If Christina Sewell has her way, the animal-free frocks that are popping up in Parisian showrooms and suburban shopping malls will never go out of style. As manager of fashion campaigns at People for the Ethical Treatment of Animals (PETA), she’s committed to ensuring that fur is faux, leather is vegan, and cotton is organic.

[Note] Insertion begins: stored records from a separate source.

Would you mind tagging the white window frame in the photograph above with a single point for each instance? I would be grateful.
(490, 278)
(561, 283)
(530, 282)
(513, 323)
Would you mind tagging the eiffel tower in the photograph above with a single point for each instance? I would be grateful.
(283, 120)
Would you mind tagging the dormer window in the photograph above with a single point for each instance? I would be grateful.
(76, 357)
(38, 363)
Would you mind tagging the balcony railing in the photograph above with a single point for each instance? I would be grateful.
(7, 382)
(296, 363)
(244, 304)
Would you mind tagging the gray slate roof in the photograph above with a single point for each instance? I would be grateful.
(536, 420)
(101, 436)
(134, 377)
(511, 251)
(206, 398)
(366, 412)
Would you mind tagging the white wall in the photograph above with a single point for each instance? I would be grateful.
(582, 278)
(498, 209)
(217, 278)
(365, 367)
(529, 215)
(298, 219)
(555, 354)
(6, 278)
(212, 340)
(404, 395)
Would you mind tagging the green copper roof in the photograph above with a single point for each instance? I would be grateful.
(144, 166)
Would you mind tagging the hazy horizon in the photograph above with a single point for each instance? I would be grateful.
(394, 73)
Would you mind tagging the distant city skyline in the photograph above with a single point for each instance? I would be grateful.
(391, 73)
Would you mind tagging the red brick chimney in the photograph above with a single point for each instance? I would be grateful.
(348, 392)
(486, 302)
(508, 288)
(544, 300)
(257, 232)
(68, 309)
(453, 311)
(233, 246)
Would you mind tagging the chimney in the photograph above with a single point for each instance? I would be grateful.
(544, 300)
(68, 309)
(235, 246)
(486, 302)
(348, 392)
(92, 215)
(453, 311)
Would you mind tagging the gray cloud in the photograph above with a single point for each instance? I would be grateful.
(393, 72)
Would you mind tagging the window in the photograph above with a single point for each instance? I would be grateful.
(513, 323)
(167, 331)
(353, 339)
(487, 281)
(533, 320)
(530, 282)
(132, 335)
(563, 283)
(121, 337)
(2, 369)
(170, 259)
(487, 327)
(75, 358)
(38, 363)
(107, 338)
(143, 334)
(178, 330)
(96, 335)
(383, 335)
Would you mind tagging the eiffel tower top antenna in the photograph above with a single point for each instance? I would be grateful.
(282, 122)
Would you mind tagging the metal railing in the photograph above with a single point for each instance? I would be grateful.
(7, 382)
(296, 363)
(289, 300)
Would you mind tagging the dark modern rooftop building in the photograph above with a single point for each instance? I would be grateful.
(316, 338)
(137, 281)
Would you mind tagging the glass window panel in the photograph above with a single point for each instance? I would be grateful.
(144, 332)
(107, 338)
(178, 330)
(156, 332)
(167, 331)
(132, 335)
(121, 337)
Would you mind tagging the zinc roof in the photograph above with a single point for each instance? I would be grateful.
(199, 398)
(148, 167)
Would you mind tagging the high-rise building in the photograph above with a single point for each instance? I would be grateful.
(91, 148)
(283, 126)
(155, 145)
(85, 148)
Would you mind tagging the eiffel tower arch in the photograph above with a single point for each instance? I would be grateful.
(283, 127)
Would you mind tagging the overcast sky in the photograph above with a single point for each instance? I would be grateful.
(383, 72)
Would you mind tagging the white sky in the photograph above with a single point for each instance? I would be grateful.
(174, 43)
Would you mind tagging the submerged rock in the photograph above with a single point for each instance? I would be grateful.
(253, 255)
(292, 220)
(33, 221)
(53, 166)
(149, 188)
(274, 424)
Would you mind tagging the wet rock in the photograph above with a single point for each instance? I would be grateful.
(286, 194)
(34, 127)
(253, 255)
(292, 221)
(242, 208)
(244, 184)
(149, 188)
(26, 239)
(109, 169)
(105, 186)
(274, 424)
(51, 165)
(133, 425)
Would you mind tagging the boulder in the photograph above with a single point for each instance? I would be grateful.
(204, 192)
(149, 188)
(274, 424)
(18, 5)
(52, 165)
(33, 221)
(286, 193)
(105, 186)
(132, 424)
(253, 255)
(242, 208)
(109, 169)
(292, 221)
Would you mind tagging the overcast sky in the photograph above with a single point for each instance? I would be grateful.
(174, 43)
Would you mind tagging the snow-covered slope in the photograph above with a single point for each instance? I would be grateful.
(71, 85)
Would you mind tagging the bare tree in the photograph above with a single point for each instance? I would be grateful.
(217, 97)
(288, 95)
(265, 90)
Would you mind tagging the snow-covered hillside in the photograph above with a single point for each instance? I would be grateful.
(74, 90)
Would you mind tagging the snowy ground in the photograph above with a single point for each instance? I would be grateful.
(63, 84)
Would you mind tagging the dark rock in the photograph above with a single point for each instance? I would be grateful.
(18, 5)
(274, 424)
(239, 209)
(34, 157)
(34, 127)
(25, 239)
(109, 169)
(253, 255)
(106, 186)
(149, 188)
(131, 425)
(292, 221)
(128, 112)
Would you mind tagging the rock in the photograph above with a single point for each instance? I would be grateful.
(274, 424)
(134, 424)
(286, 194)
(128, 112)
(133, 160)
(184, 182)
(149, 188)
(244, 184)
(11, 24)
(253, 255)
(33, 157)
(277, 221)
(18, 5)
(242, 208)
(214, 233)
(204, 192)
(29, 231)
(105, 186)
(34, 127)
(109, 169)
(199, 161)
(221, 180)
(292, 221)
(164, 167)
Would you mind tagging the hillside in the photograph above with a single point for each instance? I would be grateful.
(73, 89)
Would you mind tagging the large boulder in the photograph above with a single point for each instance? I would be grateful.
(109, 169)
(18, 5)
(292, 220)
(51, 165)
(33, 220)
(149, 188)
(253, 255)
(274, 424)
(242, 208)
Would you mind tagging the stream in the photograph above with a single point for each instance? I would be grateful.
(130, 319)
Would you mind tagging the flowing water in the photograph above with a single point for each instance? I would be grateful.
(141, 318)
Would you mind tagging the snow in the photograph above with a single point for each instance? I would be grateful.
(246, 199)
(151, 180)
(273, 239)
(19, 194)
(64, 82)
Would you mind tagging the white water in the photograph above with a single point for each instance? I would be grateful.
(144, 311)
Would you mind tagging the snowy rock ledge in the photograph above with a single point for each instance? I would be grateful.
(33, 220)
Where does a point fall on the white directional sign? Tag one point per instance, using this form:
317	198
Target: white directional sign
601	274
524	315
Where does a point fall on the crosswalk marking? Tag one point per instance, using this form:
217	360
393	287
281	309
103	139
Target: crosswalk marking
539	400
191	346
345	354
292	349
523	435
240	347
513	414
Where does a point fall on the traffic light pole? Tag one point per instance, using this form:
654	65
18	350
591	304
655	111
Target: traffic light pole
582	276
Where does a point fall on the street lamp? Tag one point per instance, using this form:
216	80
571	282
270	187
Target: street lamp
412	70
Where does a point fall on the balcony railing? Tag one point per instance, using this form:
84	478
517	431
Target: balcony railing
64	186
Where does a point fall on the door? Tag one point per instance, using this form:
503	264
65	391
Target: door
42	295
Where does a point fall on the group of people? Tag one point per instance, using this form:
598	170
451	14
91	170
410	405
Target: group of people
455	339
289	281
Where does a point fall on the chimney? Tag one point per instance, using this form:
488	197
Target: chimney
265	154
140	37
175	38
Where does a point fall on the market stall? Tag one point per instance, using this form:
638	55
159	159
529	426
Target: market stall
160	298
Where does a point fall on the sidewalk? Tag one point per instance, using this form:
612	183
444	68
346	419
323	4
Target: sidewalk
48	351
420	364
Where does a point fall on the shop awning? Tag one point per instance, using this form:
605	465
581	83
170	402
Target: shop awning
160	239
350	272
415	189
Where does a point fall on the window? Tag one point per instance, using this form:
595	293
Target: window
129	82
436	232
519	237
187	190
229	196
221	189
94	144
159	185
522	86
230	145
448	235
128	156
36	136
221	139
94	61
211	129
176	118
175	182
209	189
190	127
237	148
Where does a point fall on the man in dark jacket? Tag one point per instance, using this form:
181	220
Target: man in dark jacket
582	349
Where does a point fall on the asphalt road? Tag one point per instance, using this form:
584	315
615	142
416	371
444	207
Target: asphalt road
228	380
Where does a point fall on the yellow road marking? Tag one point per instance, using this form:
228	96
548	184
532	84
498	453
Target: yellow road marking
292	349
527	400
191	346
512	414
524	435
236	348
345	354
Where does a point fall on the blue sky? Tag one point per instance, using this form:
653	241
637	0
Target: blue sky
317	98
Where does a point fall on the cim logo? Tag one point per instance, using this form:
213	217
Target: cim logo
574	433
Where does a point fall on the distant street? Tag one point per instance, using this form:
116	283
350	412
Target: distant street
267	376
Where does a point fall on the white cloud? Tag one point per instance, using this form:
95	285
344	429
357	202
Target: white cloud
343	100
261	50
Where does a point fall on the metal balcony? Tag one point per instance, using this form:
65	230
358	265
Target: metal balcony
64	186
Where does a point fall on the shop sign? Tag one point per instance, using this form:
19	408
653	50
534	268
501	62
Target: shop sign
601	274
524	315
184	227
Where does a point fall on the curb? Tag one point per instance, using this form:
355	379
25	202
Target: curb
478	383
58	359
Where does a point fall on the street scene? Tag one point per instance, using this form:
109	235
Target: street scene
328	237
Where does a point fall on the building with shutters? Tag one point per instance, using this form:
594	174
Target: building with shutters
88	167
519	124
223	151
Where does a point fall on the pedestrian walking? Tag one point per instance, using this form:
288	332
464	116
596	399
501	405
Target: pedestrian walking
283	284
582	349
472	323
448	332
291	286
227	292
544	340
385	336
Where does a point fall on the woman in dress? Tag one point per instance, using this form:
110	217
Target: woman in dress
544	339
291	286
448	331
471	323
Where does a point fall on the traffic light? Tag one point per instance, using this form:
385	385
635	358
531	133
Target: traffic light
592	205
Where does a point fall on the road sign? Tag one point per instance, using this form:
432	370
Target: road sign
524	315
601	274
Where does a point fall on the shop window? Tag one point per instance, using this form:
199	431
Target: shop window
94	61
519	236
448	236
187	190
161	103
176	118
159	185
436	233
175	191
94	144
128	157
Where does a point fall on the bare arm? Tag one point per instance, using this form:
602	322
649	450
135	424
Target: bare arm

“I feel lucky to dedicate my life to an issue that means so much to me,” says Sewell, who moved to Los Angeles in 2014 to join PETA’s West Coast headquarters in Echo Park. “Every day I get to work shoulder-to-shoulder with people who share my passion for animal rights.” Among them: senior vice president Dan Mathews, CAS/BA ’85. In 1992 Mathews launched PETA’s iconic “I’d rather go naked than wear fur” campaign, which has since showcased dozens of celebrities, including Pamela Anderson, Eva Mendes, and, in 2017, trans models Loiza Lamers and Benjamin Melzer.
While Sewell’s work—partnering with labels; participating in undercover investigations; lobbying for legislation; and drafting petitions, scripts, and letters—isn’t as sexy as PETA’s in-the-buff billboards, it’s making a difference.
Retail giants Gap, H&M, and Zara have gone fur-free, joining such luxury brands as Gucci, Versace, and Stella McCartney. And vegan leather—crafted from a variety of materials like recycled nylon, polyurethane, soy, and even mushrooms and apples—is projected to be an $85 billion market by 2025.
“Everyone needs to lift the veil and ask themselves, ‘Where are my clothes coming from?’” says Sewell, a former captain in the US Army Reserves. Before joining PETA, which boasts 6.5 million members around the world, “I never thought about it. But now, I check every single label,” says the activist fashionista, who enjoys shopping at Tinseltown’s vintage stores and the Silverlake Farmers Market.
“I’m proud that I’m living”—and wearing—“my values.”